After graduating from high school, Jennings attended Northern Virginia Community College and balanced schoolwork with odd jobs to fund his training, while keeping his sights set on Beijing. But at the beginning of 2008 Jennings suffered a knee injury—a torn meniscus—before the first Olympic trials. He returned from surgery and rehab to compete in the second Olympic trials at the end of the year, but another torn meniscus—this time in his other knee—ended any hopes of competing in China.
However, Jennings was not about to leave the sport to which he had committed most of his life. Instead, he remembers, “I was more aggressive with my recovery the second time. I knew exactly the amount of time it would take, exactly the rehab techniques, exactly the pain I was going to feel, and my mindset was sort of, ‘If I can recover from this once, I can do it again.’” Two injuries in one year, multiple surgeries and months of rehab did affect his fighting.
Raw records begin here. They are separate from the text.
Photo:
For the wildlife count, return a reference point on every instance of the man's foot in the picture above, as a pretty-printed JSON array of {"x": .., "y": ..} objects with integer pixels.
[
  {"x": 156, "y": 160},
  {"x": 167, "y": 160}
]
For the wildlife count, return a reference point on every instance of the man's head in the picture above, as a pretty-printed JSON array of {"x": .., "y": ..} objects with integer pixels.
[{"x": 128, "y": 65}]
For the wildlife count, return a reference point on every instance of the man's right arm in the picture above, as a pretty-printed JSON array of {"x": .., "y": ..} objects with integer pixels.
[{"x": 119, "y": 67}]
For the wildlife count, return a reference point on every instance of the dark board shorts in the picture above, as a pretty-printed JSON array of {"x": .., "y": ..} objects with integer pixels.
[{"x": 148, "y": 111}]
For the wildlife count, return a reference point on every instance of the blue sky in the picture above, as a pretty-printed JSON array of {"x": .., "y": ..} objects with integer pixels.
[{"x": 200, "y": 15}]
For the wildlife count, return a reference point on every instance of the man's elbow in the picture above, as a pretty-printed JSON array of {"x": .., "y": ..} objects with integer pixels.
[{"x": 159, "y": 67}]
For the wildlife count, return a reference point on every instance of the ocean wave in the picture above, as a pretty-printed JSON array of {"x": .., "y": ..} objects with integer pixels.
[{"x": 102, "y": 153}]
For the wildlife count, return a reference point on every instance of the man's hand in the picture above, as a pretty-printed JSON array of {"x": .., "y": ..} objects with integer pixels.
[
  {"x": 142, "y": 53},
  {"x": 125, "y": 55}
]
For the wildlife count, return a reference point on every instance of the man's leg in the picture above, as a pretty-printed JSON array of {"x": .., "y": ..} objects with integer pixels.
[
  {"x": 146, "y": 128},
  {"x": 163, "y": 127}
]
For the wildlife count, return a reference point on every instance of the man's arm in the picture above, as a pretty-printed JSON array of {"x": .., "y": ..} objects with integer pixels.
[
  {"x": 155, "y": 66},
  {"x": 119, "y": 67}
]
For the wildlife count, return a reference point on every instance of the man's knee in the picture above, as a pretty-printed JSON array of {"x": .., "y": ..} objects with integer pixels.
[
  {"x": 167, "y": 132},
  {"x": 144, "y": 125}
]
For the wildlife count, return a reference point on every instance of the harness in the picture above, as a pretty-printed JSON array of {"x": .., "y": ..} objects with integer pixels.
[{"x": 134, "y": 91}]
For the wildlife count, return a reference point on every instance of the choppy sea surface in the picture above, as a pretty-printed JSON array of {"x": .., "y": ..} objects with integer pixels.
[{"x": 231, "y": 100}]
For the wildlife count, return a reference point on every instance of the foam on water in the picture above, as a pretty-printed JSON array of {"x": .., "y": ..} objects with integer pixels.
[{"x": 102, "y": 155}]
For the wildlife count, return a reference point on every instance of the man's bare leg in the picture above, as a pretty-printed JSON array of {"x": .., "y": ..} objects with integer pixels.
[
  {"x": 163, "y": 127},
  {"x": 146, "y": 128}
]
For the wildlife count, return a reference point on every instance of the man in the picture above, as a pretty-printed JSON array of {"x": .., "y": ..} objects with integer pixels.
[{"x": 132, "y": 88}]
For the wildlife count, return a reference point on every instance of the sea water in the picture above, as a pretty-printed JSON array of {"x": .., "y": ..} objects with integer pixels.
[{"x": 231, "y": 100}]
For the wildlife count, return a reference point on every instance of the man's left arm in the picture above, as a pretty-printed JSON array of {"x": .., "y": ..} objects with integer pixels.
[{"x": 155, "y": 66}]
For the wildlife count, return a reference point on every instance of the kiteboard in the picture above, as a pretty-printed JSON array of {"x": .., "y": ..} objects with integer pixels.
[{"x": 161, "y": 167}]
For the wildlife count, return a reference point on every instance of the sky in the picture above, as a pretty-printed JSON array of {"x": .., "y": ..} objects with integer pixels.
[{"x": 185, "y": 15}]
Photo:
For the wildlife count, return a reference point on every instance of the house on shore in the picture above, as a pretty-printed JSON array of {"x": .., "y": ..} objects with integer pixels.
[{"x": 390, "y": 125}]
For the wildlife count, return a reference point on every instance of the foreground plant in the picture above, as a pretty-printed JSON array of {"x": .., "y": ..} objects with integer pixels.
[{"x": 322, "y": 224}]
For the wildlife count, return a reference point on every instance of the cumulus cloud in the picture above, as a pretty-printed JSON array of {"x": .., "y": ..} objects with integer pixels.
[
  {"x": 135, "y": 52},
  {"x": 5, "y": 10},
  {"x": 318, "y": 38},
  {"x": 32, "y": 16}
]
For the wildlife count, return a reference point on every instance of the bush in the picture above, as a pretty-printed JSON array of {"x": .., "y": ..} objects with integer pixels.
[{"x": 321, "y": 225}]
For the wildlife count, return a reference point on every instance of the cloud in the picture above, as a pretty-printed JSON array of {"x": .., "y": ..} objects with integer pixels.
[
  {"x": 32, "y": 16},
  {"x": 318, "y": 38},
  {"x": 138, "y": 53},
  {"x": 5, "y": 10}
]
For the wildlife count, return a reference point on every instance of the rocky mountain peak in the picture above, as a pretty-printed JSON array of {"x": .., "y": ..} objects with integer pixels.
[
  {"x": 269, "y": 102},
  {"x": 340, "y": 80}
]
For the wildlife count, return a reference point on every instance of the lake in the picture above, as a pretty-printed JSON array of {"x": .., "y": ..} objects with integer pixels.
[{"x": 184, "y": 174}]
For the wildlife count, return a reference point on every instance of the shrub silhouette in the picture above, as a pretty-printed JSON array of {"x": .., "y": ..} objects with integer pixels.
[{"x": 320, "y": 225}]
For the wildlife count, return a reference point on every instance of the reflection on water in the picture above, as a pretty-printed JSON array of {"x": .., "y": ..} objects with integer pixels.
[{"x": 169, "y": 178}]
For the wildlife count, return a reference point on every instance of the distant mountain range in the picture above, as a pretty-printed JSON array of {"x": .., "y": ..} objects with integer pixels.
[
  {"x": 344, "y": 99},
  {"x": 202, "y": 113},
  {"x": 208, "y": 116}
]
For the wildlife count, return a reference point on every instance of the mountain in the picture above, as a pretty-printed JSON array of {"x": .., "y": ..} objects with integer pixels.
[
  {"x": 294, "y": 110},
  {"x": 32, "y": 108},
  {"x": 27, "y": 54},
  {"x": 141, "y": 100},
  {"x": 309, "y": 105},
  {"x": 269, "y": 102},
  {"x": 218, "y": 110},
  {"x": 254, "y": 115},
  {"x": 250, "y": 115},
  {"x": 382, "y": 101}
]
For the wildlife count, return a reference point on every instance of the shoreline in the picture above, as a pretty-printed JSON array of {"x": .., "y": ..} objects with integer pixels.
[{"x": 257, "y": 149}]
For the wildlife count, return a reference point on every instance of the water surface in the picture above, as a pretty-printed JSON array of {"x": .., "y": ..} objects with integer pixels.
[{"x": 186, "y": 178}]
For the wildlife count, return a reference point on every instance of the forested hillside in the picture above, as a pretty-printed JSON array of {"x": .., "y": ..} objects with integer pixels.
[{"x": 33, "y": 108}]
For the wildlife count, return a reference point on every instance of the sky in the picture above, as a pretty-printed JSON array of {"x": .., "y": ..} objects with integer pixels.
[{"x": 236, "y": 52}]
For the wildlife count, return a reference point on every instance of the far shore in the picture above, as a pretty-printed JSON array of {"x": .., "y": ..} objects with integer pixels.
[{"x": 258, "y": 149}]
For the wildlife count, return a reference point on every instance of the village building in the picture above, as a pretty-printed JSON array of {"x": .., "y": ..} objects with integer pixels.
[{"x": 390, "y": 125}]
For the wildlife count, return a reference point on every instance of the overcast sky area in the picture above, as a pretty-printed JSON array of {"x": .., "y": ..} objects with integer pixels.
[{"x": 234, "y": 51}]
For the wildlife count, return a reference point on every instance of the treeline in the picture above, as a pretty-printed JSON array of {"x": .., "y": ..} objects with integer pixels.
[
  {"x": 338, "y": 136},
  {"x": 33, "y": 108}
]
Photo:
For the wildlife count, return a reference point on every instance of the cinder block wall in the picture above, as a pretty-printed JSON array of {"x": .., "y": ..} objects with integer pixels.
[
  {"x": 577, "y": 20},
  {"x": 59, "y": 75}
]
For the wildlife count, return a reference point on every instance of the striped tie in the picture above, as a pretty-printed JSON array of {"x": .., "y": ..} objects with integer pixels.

He found that after 2008, he could no longer rely solely on raw power and athleticism to compete at a world-class level. Instead, he says, “I had to learn, for instance, when to slow the pace of a fight down, when to speed it up. In a weird way, those injuries kind of advanced me [technique-wise] in the sport.”
Last year, Jennings moved to Miami to train full-time with members of the U.S. National and Junior National Taekwondo teams, supported in part by USA Taekwondo. Today, he’s on top of his game, and his goal is to climb to the top of the podium come August. “I always feel like I have something to prove. The guy I beat to qualify [Texas native Mark Lopez] got silver last time, so he set the bar pretty high. Now I want no less than gold.”
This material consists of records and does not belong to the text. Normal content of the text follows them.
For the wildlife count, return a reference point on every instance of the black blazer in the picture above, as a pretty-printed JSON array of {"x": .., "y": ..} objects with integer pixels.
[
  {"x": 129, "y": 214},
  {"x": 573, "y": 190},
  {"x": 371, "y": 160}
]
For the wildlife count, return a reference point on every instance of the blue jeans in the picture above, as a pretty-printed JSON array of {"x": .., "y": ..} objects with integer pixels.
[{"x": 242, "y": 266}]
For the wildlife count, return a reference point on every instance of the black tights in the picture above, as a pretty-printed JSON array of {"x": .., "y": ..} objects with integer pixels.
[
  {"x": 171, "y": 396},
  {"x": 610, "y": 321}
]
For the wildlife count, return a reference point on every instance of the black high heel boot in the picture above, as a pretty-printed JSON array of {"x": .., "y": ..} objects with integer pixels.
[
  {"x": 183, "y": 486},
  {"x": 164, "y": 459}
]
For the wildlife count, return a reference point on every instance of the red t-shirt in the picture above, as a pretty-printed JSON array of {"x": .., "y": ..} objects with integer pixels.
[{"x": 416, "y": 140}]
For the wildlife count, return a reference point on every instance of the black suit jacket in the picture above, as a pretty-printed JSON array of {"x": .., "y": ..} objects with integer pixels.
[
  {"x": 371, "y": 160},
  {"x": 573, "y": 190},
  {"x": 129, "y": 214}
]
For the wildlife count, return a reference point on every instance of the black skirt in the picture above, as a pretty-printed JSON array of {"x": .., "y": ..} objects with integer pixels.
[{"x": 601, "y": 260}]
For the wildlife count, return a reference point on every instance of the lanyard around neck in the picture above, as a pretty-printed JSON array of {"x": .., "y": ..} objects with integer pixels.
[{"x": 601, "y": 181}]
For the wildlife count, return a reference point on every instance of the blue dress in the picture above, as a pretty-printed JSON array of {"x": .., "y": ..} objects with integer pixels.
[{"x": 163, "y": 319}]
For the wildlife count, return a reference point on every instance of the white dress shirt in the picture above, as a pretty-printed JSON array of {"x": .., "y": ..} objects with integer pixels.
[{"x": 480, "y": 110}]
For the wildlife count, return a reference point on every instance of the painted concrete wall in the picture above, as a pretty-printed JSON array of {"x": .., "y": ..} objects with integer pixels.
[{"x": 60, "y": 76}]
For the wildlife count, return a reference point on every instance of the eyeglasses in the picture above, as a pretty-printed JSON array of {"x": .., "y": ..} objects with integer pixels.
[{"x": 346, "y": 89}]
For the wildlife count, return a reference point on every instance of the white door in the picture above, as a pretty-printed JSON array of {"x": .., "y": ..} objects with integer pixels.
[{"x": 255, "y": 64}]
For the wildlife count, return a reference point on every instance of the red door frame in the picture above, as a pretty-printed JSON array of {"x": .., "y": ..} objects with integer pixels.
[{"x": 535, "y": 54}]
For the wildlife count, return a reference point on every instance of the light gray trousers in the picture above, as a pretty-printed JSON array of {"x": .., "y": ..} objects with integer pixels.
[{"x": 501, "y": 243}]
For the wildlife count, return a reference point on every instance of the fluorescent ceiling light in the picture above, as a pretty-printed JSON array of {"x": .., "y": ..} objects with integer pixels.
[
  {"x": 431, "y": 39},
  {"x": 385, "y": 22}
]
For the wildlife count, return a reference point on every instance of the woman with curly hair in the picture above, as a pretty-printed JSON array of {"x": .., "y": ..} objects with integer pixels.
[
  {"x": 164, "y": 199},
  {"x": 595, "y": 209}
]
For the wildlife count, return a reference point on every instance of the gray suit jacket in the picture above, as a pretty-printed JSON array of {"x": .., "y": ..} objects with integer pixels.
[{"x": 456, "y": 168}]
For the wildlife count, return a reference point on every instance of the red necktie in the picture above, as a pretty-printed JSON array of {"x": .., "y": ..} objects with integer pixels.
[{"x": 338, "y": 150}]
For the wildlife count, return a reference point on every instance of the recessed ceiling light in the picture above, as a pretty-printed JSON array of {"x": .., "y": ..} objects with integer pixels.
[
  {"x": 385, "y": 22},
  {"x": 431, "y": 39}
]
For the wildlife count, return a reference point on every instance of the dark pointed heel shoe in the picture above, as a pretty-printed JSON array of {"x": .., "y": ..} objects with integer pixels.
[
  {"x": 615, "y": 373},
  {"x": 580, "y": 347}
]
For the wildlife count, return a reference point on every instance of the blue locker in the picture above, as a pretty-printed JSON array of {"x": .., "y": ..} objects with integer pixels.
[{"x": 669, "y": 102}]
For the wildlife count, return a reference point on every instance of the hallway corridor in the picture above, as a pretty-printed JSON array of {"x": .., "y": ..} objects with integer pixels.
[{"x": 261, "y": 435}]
Expectations aside, London 2012 won’t be the finale for Jennings; instead, he views it as just another test. Once the 2012 games conclude, his training will continue. “Whatever day my coach says to be back in the gym, I’ll be back. And good or bad, I’ll forget everything and start preparing for 2016.”
UPDATE: Jennings won a bronze medal in the featherweight class. He lost his first round fight 8-6 to world number one Servet Tazegul, from Turkey, who went on to win the gold medal, but beat Ukraine’s Hryhorii Husarov 3-2 and Brazil’s Diogo Silva 8-5 to take bronze. Congratulations Terrence!